Linking care across place, time, and settings

The dominant focus in this issue was the need to significantly improve chronic disease management, and the potential value of primary healthcare as the vehicle to achieve this. There was a demand for the creation of new models of integrated service delivery that documented and balanced the relative value of public versus private delivery. There was also interest in the consequences for care-giver burden of adopting different service delivery models, and better documentation of the evolving role of informal and voluntary care. Potentially valuable roles were highlighted for home- and community-based technology, such as home health monitors, and social programs, such as care-giver support. The focus needs to be on models for rural areas, different socio-economic groups, and different cultures, not just on models for traditional urban areas. Finally, attention is needed for training and workforce development to increase the capacity for this kind of service delivery.

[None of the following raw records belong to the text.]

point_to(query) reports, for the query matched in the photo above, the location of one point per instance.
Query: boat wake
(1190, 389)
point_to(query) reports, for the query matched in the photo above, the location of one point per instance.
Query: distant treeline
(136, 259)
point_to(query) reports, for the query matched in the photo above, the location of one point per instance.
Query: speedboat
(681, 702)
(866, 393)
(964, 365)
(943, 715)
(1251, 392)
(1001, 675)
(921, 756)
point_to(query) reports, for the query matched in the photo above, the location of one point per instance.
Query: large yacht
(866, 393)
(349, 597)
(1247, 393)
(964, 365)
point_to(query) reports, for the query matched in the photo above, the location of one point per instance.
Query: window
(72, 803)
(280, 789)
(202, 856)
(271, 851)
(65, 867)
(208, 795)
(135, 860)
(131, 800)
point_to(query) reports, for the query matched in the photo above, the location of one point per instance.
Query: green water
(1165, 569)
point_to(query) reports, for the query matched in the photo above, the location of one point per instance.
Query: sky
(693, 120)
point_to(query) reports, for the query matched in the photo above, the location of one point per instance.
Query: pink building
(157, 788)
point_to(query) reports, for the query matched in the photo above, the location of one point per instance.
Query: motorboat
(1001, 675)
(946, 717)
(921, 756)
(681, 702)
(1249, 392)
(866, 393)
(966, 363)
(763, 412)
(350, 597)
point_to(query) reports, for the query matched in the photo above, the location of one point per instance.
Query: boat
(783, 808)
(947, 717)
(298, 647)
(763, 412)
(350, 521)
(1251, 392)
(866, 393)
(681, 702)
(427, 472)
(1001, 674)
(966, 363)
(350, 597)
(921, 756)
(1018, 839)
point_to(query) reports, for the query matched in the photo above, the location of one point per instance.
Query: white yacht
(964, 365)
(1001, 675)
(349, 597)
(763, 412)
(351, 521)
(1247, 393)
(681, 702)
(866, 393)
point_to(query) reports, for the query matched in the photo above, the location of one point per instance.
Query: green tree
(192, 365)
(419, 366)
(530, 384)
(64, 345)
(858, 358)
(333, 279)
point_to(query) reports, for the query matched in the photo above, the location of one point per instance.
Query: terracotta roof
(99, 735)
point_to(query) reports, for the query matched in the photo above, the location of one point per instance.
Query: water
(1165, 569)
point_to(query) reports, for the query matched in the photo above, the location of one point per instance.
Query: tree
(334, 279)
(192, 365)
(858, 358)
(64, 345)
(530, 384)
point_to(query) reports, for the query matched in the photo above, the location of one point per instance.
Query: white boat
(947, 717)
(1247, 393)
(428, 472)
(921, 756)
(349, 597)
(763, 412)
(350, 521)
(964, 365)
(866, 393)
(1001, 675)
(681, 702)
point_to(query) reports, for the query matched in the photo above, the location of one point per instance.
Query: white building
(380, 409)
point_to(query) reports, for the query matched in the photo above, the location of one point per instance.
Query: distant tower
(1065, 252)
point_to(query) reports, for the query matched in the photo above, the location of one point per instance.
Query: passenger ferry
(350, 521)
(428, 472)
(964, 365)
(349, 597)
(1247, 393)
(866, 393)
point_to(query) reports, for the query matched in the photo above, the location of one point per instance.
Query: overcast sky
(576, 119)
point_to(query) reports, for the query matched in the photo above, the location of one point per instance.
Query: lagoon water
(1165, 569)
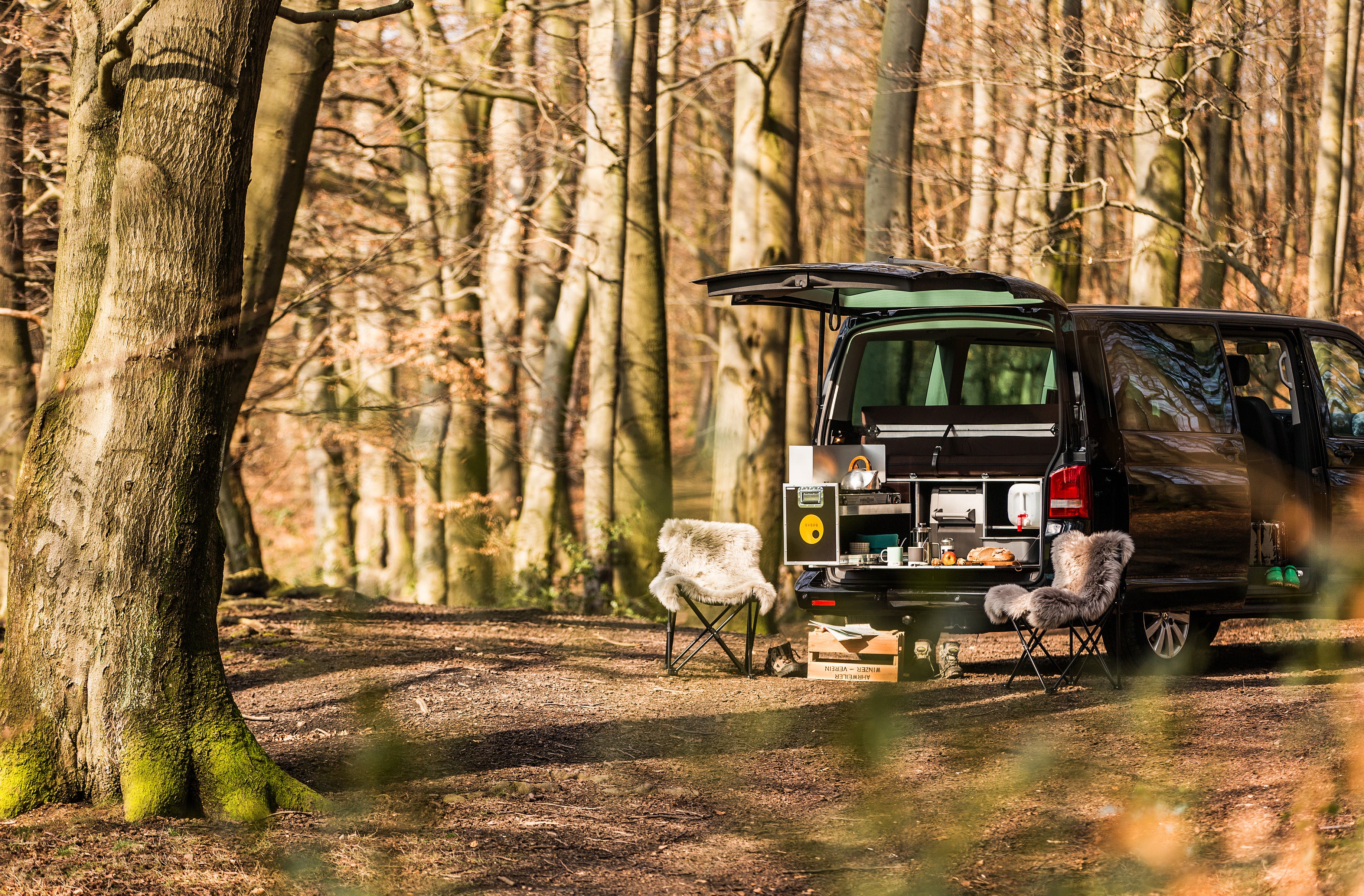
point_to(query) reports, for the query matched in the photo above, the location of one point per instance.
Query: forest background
(489, 377)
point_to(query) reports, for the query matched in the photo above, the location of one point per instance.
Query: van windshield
(950, 365)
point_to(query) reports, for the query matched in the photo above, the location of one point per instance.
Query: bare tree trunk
(1007, 198)
(1343, 217)
(297, 67)
(328, 485)
(643, 483)
(751, 381)
(1218, 148)
(502, 304)
(457, 126)
(122, 695)
(239, 535)
(890, 156)
(18, 389)
(1321, 299)
(546, 492)
(1288, 162)
(977, 242)
(668, 104)
(799, 427)
(1157, 157)
(610, 50)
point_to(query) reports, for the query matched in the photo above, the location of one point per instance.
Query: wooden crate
(872, 659)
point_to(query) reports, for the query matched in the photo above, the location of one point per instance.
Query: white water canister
(1026, 505)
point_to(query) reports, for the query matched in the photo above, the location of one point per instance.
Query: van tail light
(1068, 493)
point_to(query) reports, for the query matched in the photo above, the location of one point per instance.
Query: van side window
(1340, 365)
(1168, 377)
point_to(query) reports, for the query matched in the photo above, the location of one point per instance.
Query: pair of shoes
(949, 663)
(1283, 577)
(782, 662)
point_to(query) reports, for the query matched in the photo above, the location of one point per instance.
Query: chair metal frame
(1089, 638)
(711, 632)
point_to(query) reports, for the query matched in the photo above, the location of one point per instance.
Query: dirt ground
(471, 750)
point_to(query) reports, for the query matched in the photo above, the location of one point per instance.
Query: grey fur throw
(1089, 569)
(711, 564)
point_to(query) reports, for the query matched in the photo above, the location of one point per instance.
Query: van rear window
(1168, 377)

A final note on population and public health

The focus of the consultations was on healthcare services. Nevertheless, some participants raised the importance of population and public health, especially the interaction between these areas and eventual need for and use of healthcare services. Besides the obvious link between public health emergencies and the consequent surge capacity needed in healthcare services, issues were raised such as the reduction in pressure on healthcare resources if more effective disease prevention and health promotion services were implemented. The impact of complementary and alternative medicines on the population's health was raised as a burgeoning issue. Finally, the public health workforce was seen as being poorly integrated into the system; hence there is a need for incentives and professional alignments to increase their roles as functioning members of the healthcare team. Particular emphasis was put on improving health and reducing health disparities of minority groups.

These issues will be brought to the attention of the Institute of Population and Public Health in the Canadian Institutes of Health Research.